Ich weiß echt nicht mehr weiter...wenn ich ne verbindung zu postgresql mache geht es ohne probleme...seht ihr nen fehler?

danke,
spoofs...verzweifelt  :cry:


----------



## KSG9|sebastian (28. Mrz 2007)

Wo lieg die context.xml? 
Trag mal in die server.xml die App mit dem Resource-Ref ein.


----------



## spoofs (28. Mrz 2007)

hallo,

die context.xml liegt da wo sie hingehört unter META-INF...ich habs auch schon in der server.xml versucht...es ist zum heulen.
ich nutze das selbe bei ner anderen webapp nur mit postgresql und da geht es ohne probleme...ich war mal ein wenig bei  sun unterwegs und da haben massig leute das selbe problem. das kann doch nicht so schwer sein...

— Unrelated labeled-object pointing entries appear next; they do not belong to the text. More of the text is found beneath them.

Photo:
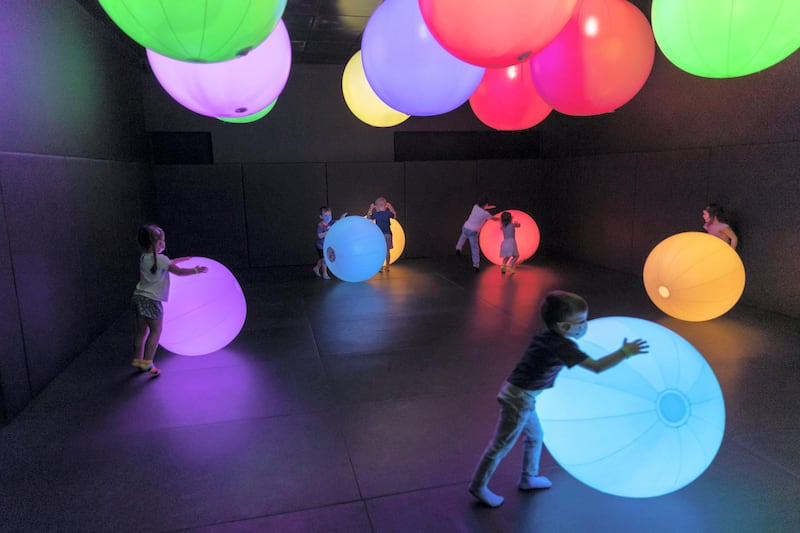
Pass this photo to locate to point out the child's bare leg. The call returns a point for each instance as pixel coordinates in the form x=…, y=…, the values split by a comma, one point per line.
x=139, y=338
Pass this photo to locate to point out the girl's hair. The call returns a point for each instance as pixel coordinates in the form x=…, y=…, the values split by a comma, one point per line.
x=558, y=305
x=715, y=210
x=148, y=236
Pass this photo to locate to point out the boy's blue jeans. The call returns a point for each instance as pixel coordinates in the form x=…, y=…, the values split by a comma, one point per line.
x=473, y=245
x=517, y=417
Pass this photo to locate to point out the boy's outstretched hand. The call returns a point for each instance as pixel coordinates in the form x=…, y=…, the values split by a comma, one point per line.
x=635, y=347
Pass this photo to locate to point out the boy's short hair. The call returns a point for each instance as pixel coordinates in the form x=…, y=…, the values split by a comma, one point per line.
x=558, y=305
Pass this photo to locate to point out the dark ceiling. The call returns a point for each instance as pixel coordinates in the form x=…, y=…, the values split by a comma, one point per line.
x=322, y=31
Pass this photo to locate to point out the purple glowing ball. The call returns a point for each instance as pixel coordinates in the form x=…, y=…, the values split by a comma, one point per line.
x=229, y=89
x=205, y=312
x=407, y=68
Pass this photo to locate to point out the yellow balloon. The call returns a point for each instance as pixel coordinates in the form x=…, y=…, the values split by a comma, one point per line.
x=398, y=240
x=694, y=276
x=362, y=100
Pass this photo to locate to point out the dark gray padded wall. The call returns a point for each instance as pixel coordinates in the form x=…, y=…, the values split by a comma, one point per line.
x=439, y=195
x=201, y=208
x=15, y=391
x=760, y=187
x=352, y=187
x=282, y=204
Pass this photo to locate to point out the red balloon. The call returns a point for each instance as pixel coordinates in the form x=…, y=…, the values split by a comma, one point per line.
x=599, y=61
x=526, y=235
x=507, y=99
x=493, y=33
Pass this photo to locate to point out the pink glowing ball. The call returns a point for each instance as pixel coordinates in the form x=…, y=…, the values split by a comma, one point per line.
x=599, y=61
x=229, y=89
x=495, y=34
x=405, y=66
x=205, y=312
x=507, y=99
x=527, y=237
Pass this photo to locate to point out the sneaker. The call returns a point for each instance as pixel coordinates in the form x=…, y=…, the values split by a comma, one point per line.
x=486, y=496
x=535, y=482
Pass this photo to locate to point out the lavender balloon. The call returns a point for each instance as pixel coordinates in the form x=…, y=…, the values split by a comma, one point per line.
x=229, y=89
x=407, y=68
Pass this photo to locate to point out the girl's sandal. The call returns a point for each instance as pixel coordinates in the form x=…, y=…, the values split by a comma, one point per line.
x=148, y=366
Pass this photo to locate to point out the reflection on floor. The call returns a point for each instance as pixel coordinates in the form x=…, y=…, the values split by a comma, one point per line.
x=364, y=407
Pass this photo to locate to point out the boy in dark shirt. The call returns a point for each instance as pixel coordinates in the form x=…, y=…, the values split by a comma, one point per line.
x=565, y=315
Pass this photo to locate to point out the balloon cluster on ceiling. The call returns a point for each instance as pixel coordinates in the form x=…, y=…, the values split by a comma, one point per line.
x=517, y=60
x=513, y=60
x=228, y=59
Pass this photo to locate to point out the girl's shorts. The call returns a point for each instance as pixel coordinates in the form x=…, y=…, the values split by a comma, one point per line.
x=146, y=307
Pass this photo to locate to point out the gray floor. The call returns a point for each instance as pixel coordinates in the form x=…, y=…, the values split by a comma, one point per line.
x=364, y=407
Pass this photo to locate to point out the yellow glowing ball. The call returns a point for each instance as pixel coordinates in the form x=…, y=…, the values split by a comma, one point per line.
x=694, y=276
x=398, y=240
x=362, y=100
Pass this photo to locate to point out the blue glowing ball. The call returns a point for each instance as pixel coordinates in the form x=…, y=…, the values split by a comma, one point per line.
x=649, y=426
x=354, y=249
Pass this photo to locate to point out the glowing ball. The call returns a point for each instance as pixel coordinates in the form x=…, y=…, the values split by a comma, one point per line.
x=208, y=31
x=598, y=62
x=205, y=312
x=405, y=66
x=250, y=118
x=527, y=236
x=354, y=249
x=362, y=100
x=507, y=99
x=229, y=89
x=694, y=276
x=646, y=427
x=495, y=34
x=726, y=38
x=398, y=240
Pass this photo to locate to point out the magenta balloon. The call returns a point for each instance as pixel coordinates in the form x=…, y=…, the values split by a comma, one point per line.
x=229, y=89
x=407, y=68
x=599, y=61
x=507, y=99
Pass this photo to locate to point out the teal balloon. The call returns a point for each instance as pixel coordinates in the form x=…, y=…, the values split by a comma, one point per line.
x=646, y=427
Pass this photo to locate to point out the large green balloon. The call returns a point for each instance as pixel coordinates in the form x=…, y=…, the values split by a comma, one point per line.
x=726, y=38
x=196, y=30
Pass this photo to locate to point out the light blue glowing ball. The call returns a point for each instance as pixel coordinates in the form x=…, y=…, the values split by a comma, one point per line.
x=649, y=426
x=354, y=249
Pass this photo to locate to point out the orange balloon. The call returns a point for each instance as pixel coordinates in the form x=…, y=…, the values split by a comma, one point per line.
x=694, y=276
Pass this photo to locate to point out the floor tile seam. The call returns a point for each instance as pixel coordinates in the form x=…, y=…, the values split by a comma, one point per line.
x=271, y=515
x=754, y=452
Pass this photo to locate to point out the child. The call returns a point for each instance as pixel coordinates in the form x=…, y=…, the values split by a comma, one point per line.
x=381, y=211
x=508, y=248
x=564, y=314
x=324, y=224
x=152, y=289
x=472, y=227
x=712, y=213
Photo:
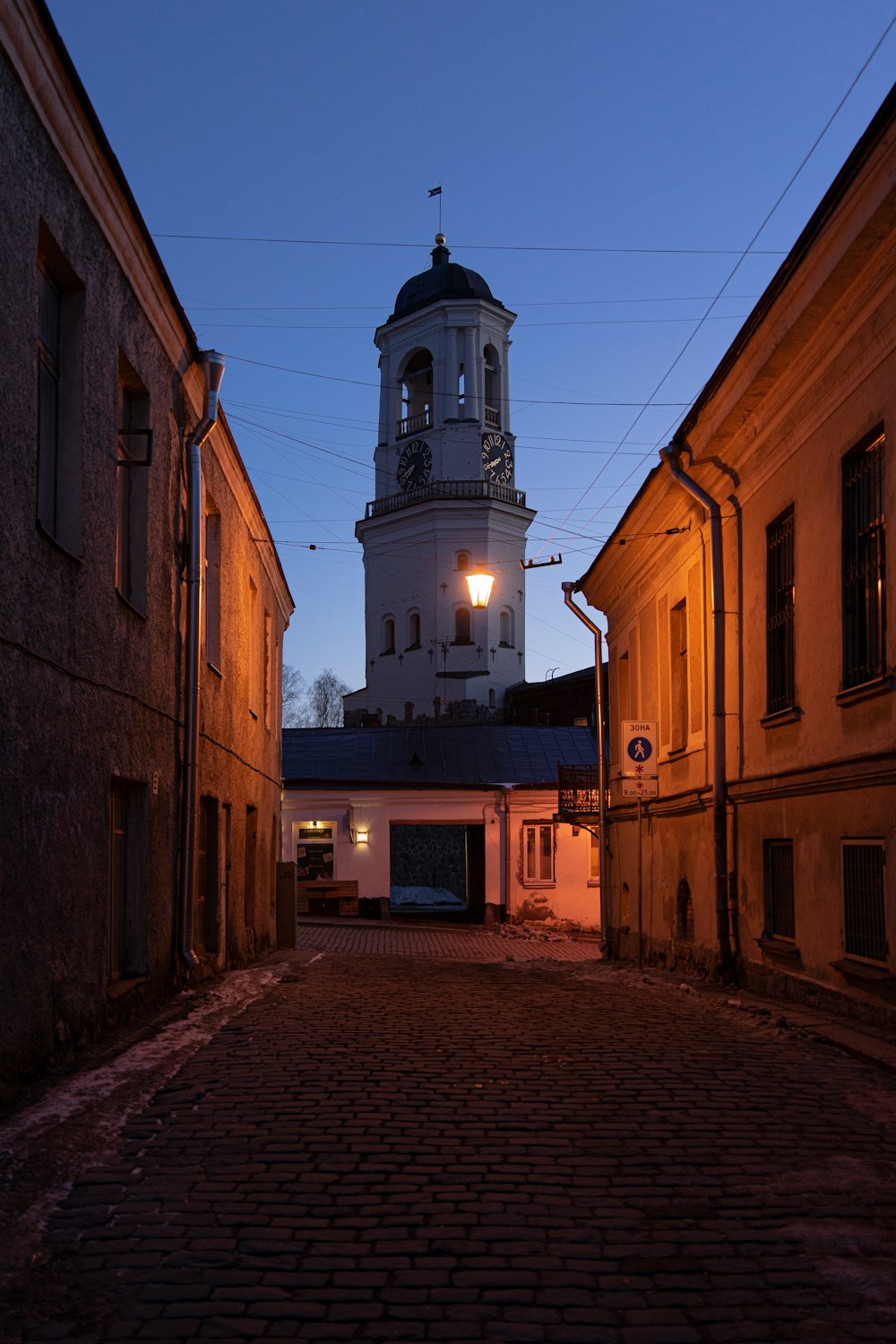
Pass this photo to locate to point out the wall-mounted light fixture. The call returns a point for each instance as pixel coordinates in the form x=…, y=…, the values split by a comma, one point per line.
x=479, y=585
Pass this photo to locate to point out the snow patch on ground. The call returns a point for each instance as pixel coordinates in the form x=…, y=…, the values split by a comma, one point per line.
x=432, y=898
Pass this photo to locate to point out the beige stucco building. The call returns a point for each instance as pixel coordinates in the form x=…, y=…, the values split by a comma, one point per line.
x=142, y=605
x=751, y=620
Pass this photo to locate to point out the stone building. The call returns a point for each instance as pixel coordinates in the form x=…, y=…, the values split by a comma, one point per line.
x=758, y=634
x=450, y=819
x=142, y=607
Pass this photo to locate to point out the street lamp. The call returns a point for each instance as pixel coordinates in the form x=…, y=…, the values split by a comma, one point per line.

ich sehe den fehler einfach nicht...

irgendwas stimmt hier nicht, wenn da immer null zurückkommt:
DataSource datasource =  (DataSource) envCtx.lookup("jdbc/ForumDB"); 

spoofs


----------



## Guest (28. Mrz 2007)

hallo,

kann es vielleicht sein, dass es daran liegt das ich in der Context.xml <ResourceLink... statt <Resource... angeben?
Ich kann das leider erst heute abend daheim testen...aber es wurmt mich total...


ich wollte das ganze gerne im Context lassen, denn die DB Connection soll nicht serverweit gelten, wenn die anwendung zum einsatz kommt....

gruß,
spoofs


----------